逃げ一族ヤマカツの一発 「競馬巴投げ!第148回」1万円馬券勝負
北海道出張で宿舎に閉じこもる厩舎スタッフは病気なのか、どうなのか
[写真3]レッドソロモン 【写真:乗峯栄一】
「うちの厩舎じゃよお、毎年4人が北海道出張行くんだけどな、3人を抽選で選ぶことになる。え? なぜかって? 一人はオレに決まってるからだろうが」などとも言っていた。
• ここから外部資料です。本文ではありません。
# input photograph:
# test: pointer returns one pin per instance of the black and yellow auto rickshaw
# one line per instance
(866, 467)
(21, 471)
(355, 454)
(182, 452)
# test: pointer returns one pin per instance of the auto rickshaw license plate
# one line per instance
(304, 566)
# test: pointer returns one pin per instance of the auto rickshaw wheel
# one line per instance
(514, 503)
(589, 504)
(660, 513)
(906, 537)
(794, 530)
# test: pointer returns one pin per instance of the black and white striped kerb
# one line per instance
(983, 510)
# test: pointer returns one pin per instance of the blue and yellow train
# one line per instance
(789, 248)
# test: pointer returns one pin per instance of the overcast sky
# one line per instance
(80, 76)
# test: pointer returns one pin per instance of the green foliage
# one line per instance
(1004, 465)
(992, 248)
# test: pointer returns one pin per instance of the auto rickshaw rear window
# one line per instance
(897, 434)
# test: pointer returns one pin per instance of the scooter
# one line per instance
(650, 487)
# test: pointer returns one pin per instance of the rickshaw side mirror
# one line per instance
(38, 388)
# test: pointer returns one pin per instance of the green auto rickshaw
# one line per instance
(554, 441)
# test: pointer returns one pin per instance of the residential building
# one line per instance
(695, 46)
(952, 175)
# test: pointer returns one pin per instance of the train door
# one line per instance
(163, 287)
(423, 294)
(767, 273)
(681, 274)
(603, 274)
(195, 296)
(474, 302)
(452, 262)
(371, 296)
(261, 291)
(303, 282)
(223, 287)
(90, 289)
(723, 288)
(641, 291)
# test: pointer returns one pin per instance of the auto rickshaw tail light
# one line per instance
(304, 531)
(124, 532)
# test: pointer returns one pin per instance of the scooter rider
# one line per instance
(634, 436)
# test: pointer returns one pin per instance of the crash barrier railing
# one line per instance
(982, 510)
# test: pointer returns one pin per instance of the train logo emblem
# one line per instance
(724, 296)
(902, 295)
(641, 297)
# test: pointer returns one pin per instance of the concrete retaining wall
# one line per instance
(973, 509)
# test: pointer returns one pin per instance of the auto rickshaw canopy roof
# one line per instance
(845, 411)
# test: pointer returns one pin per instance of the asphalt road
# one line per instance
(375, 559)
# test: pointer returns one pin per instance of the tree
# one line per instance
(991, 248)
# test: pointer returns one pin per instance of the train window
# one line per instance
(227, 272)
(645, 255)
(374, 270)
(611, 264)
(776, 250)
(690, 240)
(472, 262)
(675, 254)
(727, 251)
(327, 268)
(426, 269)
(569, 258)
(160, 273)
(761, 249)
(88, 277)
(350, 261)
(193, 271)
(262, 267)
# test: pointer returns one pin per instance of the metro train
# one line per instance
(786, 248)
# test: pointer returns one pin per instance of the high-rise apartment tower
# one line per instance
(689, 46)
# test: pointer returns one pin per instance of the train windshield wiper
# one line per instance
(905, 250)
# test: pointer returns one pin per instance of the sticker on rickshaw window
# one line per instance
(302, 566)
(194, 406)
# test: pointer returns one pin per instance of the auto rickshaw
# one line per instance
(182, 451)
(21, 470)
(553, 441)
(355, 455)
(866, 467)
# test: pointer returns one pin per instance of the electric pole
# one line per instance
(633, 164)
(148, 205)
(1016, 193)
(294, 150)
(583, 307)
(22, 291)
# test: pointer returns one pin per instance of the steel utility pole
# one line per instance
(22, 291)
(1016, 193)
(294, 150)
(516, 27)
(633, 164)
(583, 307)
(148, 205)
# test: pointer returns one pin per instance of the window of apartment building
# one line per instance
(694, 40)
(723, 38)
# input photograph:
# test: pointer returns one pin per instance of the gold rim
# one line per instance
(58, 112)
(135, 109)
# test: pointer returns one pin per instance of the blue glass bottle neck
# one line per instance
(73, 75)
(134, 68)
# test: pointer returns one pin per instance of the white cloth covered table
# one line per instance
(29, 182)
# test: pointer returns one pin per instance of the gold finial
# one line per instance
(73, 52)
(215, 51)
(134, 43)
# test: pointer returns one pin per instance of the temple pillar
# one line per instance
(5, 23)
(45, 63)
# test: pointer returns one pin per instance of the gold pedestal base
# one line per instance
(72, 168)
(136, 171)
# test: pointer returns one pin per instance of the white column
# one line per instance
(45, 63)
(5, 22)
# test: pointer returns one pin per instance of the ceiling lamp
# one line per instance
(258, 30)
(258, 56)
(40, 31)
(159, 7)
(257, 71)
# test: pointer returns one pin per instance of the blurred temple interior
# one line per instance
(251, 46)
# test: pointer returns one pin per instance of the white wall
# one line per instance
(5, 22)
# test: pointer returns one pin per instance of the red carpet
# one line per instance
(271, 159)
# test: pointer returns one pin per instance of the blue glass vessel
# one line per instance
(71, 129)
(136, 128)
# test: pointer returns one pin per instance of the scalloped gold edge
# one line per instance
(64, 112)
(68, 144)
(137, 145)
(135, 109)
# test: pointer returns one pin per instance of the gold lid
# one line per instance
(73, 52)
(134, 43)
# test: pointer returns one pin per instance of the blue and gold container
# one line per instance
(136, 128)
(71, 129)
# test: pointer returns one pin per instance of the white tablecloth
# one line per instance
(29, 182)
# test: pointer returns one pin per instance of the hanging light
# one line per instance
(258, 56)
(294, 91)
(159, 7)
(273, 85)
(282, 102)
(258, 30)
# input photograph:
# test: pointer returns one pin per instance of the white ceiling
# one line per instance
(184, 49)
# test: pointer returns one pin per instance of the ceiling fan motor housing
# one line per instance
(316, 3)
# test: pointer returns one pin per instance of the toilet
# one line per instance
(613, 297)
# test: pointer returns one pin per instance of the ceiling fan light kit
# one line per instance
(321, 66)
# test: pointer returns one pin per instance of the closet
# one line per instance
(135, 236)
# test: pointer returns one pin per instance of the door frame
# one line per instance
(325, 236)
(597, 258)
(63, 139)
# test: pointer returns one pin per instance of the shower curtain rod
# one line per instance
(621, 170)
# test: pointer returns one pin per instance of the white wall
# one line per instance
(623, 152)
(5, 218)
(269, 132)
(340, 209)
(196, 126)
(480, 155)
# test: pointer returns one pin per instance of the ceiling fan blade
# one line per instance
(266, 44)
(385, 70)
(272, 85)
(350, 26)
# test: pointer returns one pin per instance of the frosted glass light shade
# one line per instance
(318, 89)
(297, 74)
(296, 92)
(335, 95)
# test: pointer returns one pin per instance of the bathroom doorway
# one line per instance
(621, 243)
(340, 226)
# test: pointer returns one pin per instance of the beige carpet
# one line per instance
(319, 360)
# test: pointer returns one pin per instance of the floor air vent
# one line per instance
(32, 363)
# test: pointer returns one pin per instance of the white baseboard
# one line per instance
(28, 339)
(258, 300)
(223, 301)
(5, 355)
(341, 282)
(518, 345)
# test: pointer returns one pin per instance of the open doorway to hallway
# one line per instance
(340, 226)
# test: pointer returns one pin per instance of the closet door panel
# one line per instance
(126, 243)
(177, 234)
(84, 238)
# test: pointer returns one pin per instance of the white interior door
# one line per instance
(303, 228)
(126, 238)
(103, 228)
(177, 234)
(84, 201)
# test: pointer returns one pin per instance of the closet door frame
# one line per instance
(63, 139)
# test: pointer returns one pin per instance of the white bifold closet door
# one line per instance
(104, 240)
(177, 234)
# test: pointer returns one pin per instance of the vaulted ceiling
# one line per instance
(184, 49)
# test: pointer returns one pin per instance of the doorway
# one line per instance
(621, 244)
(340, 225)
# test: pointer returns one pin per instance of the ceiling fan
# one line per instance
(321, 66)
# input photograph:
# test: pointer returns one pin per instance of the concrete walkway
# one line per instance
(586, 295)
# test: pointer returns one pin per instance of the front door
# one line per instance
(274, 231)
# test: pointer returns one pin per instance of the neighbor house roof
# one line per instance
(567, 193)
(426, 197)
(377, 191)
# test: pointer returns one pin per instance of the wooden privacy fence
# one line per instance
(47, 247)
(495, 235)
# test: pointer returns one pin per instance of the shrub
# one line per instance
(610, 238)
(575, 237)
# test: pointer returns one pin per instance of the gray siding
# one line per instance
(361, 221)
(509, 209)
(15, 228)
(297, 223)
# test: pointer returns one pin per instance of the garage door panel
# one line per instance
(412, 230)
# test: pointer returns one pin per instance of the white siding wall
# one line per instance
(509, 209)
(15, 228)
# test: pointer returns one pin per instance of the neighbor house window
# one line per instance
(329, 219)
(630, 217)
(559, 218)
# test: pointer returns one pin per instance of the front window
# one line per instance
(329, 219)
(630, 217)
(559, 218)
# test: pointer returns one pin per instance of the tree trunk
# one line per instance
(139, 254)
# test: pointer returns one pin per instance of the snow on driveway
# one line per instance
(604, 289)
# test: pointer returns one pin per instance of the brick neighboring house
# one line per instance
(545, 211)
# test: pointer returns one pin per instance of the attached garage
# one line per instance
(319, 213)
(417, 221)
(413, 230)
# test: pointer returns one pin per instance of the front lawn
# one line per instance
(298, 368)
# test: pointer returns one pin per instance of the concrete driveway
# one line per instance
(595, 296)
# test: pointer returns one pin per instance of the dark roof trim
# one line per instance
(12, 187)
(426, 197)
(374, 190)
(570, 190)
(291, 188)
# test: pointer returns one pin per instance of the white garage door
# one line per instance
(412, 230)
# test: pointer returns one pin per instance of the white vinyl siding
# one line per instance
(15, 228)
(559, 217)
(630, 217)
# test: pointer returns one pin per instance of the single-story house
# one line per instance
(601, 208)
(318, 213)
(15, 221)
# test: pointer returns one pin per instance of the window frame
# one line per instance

この北海道大好きオジサン、行ってしばらくすると、必ずうちに電話してくる。
「おう、オヤジか。いま何食っとる? 豆腐? 食いてえなあ、本州の豆腐。こっちはよ、毎日、ウニ、カニ、イクラ、ボタンエビ、もう飽きたよ、ススキノ飽きた、ウハハハハ。ああ、豆腐食いてえ」
そのあと「キャー、フフフフ」という女の嬌声が聞こえてきて、「ねえちゃんたちはオレのこと離さねって言うしよう、もう参ってるよ」などと言うのを聞いて、ガチャンと電話切る。毎年の恒例行事だ。
一度「北海道出張行っても、調教と馬体の手入れだけやって、あとは宿舎でじっとしているという、そういう厩舎スタッフはいないの?」と聞いたことがあるが「いるよ、そういうやつも、たまにはな。でも、そういうやつは大概、病気だな」などと答えていた。
しかし最近そうでもないと思うようになる。「あの、“ウニ・カニ・ねえちゃん・オジサン”の方が特殊だったんじゃないか」と思うことがよくある。
5月のダービーの頃に栗東トレセンに行って、知り合いの厩舎スタッフに会うと「今年の夏は北海道?」などと聞くのだが、「今年は行かなくてすみそう」と笑顔を見せたり、「札幌は行かないといけないかも」と顔を曇らせたりする。最近はこの方が圧倒的に数が多いのだ。
北海道出張で宿舎に閉じこもる厩舎スタッフは病気なのか、どうなのか、ああ調べに行きたい。調べに行ったあと、函館記念か何か当てて、ウニ、カニ、イクラの舞い踊りに浸りたい。